There’s a satellite picture of the city on which a number of key points are marked, to which now Seethrough points.

‘On Mondays our target drives on her own to a refugee camp called El Salam in Jabal Awliya, about forty klicks south of the city. Your best place for a first meet will be on the road, out of the city and where nobody’ll be watching.’

‘So what do we do, give her a puncture?’ I’m half-joking, but he’s already considered the scenario and his seriousness comes to the surface again.

‘No. She parks in a gated compound at home and at work. A puncture’s too unpredictable in any case. If she’s clever she’ll suspect something. Better to be in charge of the moment ourselves, and make it quick and unexpected.’ He doesn’t elaborate. ‘You’ll get help with it when you’re there.’

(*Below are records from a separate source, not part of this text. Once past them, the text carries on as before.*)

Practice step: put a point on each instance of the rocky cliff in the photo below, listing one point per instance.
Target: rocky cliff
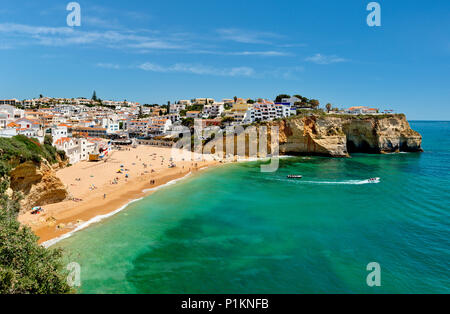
(38, 183)
(336, 135)
(339, 135)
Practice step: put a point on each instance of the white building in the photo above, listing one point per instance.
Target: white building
(111, 124)
(59, 132)
(213, 110)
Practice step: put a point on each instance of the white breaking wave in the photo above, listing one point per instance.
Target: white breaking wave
(168, 183)
(86, 224)
(99, 218)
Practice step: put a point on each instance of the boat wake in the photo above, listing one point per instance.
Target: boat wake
(346, 182)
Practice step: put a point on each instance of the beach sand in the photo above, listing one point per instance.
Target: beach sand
(98, 193)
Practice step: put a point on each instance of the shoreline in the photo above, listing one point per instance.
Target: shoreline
(61, 220)
(100, 218)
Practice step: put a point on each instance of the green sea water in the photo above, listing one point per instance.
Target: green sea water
(234, 229)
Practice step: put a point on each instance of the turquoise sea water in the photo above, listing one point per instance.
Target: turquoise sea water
(234, 229)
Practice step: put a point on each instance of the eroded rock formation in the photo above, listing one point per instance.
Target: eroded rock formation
(38, 183)
(334, 135)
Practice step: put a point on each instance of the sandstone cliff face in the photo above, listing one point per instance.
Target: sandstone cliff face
(331, 135)
(38, 183)
(339, 135)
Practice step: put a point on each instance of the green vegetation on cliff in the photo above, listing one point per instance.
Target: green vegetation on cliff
(25, 266)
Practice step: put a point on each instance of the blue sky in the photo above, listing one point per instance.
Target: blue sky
(159, 51)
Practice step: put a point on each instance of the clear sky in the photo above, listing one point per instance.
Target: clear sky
(159, 51)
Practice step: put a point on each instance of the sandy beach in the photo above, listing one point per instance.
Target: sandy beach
(98, 188)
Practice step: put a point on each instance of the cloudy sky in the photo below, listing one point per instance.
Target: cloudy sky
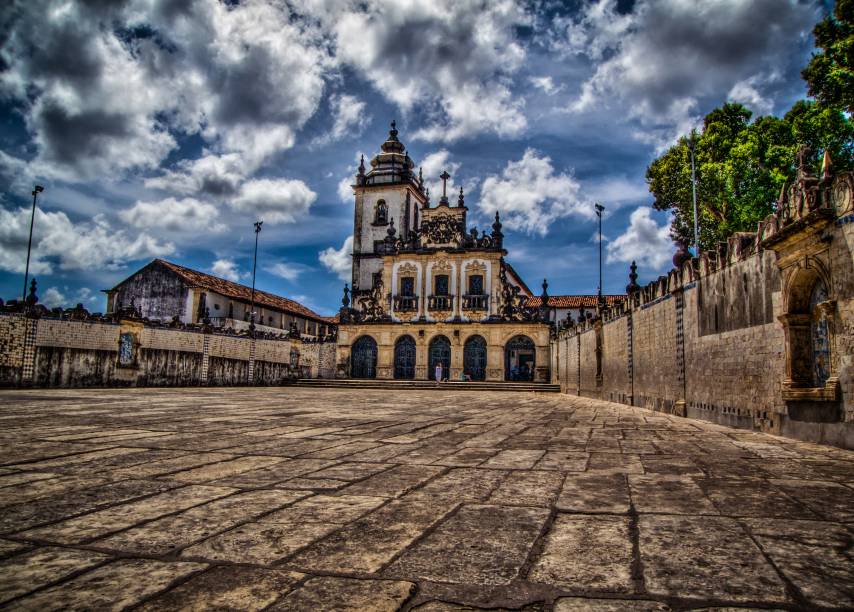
(165, 128)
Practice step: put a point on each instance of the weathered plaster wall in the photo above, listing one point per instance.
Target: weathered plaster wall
(66, 353)
(710, 343)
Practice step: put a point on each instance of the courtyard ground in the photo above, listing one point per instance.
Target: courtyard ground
(328, 499)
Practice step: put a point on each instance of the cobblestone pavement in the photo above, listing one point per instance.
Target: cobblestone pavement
(329, 499)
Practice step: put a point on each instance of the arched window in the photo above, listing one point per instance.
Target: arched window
(363, 358)
(474, 358)
(439, 352)
(819, 335)
(404, 358)
(381, 213)
(519, 358)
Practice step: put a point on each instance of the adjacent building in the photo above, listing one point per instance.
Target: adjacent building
(165, 291)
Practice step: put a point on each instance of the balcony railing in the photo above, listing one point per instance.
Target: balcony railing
(405, 303)
(475, 302)
(440, 302)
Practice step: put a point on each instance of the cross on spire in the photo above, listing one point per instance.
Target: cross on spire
(445, 176)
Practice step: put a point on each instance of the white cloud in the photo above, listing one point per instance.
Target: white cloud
(530, 195)
(657, 62)
(54, 297)
(643, 241)
(244, 76)
(339, 261)
(226, 268)
(274, 200)
(747, 92)
(186, 215)
(546, 85)
(345, 191)
(348, 113)
(453, 58)
(432, 166)
(81, 246)
(290, 271)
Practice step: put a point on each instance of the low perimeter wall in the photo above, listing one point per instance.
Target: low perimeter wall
(736, 337)
(44, 352)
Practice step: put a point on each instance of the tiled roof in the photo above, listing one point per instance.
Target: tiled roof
(240, 292)
(575, 301)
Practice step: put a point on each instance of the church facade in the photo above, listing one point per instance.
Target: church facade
(429, 291)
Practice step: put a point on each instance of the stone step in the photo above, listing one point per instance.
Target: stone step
(349, 383)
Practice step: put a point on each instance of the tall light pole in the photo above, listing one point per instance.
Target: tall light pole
(599, 210)
(694, 195)
(36, 191)
(258, 225)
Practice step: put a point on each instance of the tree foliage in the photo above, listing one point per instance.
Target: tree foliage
(741, 166)
(830, 73)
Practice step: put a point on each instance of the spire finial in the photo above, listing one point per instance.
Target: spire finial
(633, 279)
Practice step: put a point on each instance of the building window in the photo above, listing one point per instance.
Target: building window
(441, 287)
(476, 284)
(127, 352)
(381, 213)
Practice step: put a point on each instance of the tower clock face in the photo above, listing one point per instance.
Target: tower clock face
(843, 192)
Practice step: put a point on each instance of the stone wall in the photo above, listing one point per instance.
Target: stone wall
(732, 337)
(68, 353)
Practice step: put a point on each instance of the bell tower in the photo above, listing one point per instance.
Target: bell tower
(387, 195)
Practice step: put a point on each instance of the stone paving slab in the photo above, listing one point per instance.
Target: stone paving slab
(328, 499)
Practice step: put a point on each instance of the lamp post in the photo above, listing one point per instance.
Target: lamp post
(258, 225)
(36, 191)
(599, 210)
(694, 194)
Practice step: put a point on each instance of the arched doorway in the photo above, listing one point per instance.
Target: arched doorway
(519, 358)
(819, 335)
(363, 358)
(439, 352)
(404, 358)
(474, 358)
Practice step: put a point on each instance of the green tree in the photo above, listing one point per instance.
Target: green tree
(830, 73)
(741, 166)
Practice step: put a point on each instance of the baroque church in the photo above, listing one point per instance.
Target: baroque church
(429, 290)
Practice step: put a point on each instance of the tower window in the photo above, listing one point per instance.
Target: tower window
(441, 284)
(381, 213)
(476, 284)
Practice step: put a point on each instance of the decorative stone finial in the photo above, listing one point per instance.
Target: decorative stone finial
(826, 167)
(682, 255)
(633, 279)
(32, 299)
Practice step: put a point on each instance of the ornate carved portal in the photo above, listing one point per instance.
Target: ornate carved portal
(404, 358)
(519, 359)
(439, 352)
(363, 358)
(474, 358)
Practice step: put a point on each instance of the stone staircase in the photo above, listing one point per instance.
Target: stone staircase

His eye falls back to the photograph of Hibiscus, and lingers there.

‘Ant,’ he says. ‘CX is like an investment account. You have to have some capital to put in to start with. That’s you. It has to outperform anything else in the same field. If the CX reaches the threshold, you put some more money in. But if you’re putting in money and nothing’s happening, you close the account. I’m giving this a couple of weeks. Three at the outside. That’s what you’ve got to work with. George here will run you through the SOPs and help you sort out your legend.’

Then he leaves.

I spend an hour with ‘George’, a retired Security Branch officer who’s previously served in Khartoum and now offers his services to the Firm in the manner of a consultant. It’s a challenging hour, which begins with a geography lesson.

‘The Sudan is the largest country in Africa,’ he begins in a dreary monotone, ‘and the tenth-largest country in the world, with a population of approximately thirty million.’

I haven’t been this bored since Sandhurst.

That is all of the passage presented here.